Hidden shingled-drive follow-up
HardwareI should have titled this with mostly-hidden so I could have had three consecutive hyphens.
Patrick Kennedy has weighed in on the hidden shingled recording debate over on STH. It was an assertive but balanced summary of what’s going on. His conclusion hits the nail on the head, emphasis added:
For those who think it is OK to obfuscate vital product information to a lower-cost segment of customers, I offer this: just because someone or some business does not have the opportunity or means to purchase a higher-end drive, does not mean we should deprive them of an opportunity to make informed purchasing decisions to protect their livelihoods and memories.
Michael Dexter commented at AsiaBSDCon 2019 that all it takes is for a file system or drive to shred your data once, and your trust in it permanently gone. Those are the stakes, whether it’s OpenZFS on a new OS architecture, or a class of hard drives.
This is what I found most disturbing about this obfuscation. People are trusting their critical data to these drives, from sysadmins in data centres to home users with their NASs. Arguing that people get what they pay for, as mentioned in these companies’ PR announcements, assumes consumers were in possession of all the facts when deciding on the cheap option. This clearly wasn’t the case.

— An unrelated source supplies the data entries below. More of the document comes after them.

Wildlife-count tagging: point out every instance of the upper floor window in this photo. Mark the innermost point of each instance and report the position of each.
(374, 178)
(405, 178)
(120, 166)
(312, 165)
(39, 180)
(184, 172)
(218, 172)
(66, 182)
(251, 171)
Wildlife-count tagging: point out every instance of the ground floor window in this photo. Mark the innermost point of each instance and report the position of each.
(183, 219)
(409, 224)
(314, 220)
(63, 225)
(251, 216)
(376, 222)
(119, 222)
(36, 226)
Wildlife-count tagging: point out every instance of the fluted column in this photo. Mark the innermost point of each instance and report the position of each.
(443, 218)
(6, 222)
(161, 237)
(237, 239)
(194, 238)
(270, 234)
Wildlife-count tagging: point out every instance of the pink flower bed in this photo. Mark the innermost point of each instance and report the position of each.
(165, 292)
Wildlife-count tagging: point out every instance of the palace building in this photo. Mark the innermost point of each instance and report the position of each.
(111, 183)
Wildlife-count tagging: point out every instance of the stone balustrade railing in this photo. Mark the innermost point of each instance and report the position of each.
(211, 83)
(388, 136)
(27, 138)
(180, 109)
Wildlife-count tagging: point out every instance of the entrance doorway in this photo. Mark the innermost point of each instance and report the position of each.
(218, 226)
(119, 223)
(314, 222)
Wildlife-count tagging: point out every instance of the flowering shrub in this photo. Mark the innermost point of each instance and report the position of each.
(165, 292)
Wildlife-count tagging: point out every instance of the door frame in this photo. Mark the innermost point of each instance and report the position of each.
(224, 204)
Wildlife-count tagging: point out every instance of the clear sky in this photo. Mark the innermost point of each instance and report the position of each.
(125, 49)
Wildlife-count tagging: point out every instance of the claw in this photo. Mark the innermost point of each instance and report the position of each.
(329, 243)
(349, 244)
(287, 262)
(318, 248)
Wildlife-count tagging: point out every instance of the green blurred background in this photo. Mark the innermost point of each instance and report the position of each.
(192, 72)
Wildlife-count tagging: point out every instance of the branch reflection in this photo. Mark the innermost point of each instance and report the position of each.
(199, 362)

Others in the comments suggested further stratification of the storage market is the only real endgame here. I agree; the only reasonable outcome would be drive manufacturers offering cheaper SMR drives, and charging a premium for ones guaranteed not to use it.
I do empathise with their position. We’re reaching the physical limits of storage miniaturisation with this tech. SSDs have kicked them out of most performance applications, and are nipping at their feet at lower capacities. As Patrick says:
Let us be clear, in 2020, there are a few reasons one buys a 2TB to 6TB hard drive. The biggest, by far, is cost. There are consumers and businesses who have tight budgets and cannot afford higher capacity hard drives for their storage. Storage density is a big deal and there are significant costs to just connect a hard drive to a NAS or PC. Also, fewer drives mean less vibration, noise, power consumption, and heat.
There are significant benefits to building arrays with more drives if you’re hosting high and variable IO workloads like virtualisation, but for NASs and bulk storage Patrick hits the nail on the head. Though I suspect eventually SSDs will take that away too, once the cost per gigabyte makes spinning drives untenable.